A law that barred long-term care work is inappropriate, the court ruled.

A Pennsylvania court has ruled that individuals who have committed certain crimes cannot be banned from working in long-term care facilities. The ruling overturns a current law that “defies logic,” according to judges on the case.

The state’s Older Adults Protective Services Act was designed to keep felons who have committed violent crimes such as rape and homicide off of senior care employment rolls.

Five people, however, challenged the provision, claiming their old convictions unfairly barred them from pursuing long-term care careers. The petitioners included one man who rode in a stolen car as a teenager and another who was convicted of writing bad checks.

The broadly stated provision was unconstitutional and unenforceable and “goes beyond the necessities” of the act’s objective to protect older adults, wrote Judge Mary Hannah Leavitt in the court’s Dec. 30 opinion.

“It defies logic to suggest that every person who has at any time been convicted of any of the crimes listed in Section 503 of the Act, including misdemeanor theft, presents a danger to those in an Act-covered facility,” Leavitt wrote.

Long-term care applicants still must submit to a criminal record check so facilities can assess those with convictions prior to hiring them, Tad LeVan, attorney for the petitioners, said in a Pittsburgh Post-Gazette report.
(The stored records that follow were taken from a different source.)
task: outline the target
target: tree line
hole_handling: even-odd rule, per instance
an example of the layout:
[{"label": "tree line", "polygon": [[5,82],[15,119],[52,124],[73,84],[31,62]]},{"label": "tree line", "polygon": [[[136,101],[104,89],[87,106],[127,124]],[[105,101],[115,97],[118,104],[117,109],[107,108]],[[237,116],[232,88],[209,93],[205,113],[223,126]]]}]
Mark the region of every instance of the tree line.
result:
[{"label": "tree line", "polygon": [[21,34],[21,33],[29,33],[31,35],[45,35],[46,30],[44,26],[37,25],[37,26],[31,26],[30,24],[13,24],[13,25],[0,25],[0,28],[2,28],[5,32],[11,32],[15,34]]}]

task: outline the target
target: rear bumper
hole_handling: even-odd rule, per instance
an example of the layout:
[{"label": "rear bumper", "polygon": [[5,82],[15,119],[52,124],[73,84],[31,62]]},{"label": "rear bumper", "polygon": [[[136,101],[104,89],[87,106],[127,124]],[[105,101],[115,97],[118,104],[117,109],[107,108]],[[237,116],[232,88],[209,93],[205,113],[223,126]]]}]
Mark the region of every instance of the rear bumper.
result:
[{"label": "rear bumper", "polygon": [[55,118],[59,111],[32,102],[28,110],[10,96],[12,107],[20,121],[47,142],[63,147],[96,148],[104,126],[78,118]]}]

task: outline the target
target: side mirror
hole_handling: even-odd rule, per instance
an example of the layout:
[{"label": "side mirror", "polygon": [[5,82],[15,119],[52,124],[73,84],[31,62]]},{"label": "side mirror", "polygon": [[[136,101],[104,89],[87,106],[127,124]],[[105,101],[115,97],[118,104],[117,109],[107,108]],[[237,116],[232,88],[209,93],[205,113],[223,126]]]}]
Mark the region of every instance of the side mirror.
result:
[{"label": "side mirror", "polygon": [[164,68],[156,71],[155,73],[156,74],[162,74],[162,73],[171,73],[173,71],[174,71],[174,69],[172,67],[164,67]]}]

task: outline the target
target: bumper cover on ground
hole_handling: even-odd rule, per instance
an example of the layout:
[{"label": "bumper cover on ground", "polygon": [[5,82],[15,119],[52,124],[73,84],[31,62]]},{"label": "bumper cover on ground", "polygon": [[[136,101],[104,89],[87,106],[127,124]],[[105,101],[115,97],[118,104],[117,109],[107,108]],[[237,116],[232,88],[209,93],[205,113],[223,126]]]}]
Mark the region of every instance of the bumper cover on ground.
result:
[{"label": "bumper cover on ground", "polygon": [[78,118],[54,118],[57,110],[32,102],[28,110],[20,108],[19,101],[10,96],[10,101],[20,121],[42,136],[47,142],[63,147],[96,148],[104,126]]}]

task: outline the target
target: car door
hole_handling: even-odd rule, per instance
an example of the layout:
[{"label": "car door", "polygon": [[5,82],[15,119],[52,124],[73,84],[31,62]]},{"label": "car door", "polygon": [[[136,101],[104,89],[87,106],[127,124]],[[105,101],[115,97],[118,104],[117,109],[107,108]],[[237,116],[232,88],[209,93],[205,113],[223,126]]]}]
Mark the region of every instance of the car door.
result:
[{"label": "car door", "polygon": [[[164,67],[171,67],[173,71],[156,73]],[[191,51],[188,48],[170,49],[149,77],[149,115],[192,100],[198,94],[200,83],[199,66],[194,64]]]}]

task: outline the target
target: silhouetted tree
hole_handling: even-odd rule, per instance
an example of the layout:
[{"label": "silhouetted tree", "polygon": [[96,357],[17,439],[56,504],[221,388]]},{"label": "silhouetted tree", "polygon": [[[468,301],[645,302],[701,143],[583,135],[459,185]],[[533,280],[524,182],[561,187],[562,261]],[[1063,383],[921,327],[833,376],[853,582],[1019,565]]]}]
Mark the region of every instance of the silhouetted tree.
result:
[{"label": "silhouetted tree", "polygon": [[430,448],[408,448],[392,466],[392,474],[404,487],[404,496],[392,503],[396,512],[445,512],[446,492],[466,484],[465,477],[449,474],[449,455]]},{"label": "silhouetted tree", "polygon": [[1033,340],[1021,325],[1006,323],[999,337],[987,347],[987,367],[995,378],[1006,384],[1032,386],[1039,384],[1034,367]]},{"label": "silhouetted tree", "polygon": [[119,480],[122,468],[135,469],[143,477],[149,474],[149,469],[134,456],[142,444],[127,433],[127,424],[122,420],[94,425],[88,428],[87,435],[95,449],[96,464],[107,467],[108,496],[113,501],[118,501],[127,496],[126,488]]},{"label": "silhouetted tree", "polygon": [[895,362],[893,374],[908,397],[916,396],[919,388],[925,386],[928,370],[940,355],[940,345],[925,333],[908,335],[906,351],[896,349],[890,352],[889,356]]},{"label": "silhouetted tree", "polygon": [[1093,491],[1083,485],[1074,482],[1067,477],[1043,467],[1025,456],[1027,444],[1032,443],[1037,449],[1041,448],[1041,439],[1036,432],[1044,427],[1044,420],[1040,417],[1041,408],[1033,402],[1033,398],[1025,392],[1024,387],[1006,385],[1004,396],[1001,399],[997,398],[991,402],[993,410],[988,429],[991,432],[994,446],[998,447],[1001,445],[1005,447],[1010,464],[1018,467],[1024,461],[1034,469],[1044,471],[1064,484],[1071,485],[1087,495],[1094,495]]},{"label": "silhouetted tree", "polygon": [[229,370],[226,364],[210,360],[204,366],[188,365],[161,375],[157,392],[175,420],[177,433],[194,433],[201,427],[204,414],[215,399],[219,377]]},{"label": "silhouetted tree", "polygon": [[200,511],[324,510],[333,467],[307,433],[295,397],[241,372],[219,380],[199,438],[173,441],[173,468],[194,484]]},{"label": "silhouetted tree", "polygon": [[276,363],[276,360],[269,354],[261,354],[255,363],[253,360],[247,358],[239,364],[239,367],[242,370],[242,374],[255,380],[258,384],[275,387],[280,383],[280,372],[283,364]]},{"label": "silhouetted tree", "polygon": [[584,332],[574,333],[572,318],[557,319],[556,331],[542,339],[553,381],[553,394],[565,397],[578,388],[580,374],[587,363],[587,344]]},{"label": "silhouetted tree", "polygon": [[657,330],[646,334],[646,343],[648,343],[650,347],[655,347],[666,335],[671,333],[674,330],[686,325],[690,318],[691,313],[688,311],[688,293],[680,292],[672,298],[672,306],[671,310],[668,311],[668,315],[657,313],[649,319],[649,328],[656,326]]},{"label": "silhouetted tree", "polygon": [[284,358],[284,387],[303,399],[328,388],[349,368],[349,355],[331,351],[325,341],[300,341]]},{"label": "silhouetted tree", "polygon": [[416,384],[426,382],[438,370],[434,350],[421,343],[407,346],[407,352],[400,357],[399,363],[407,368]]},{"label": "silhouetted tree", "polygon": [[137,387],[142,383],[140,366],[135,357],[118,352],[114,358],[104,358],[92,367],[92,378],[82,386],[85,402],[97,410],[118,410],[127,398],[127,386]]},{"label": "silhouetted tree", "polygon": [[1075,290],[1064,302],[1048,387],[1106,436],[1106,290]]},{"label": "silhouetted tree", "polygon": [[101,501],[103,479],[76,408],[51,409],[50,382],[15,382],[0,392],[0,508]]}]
He called for a “more reasoned law” to block certain criminals from working in nursing homes.

 “If we were all convicted of stupid things we did as a teenager, and three decades later we couldn’t possibly get a job, I think we would have a different view of the fairness of this absolute prohibition,” LeVan said.

The employment ban was found to be unconstitutional by the court once before, but that ruling pertained only to the specific petitioners who brought the case.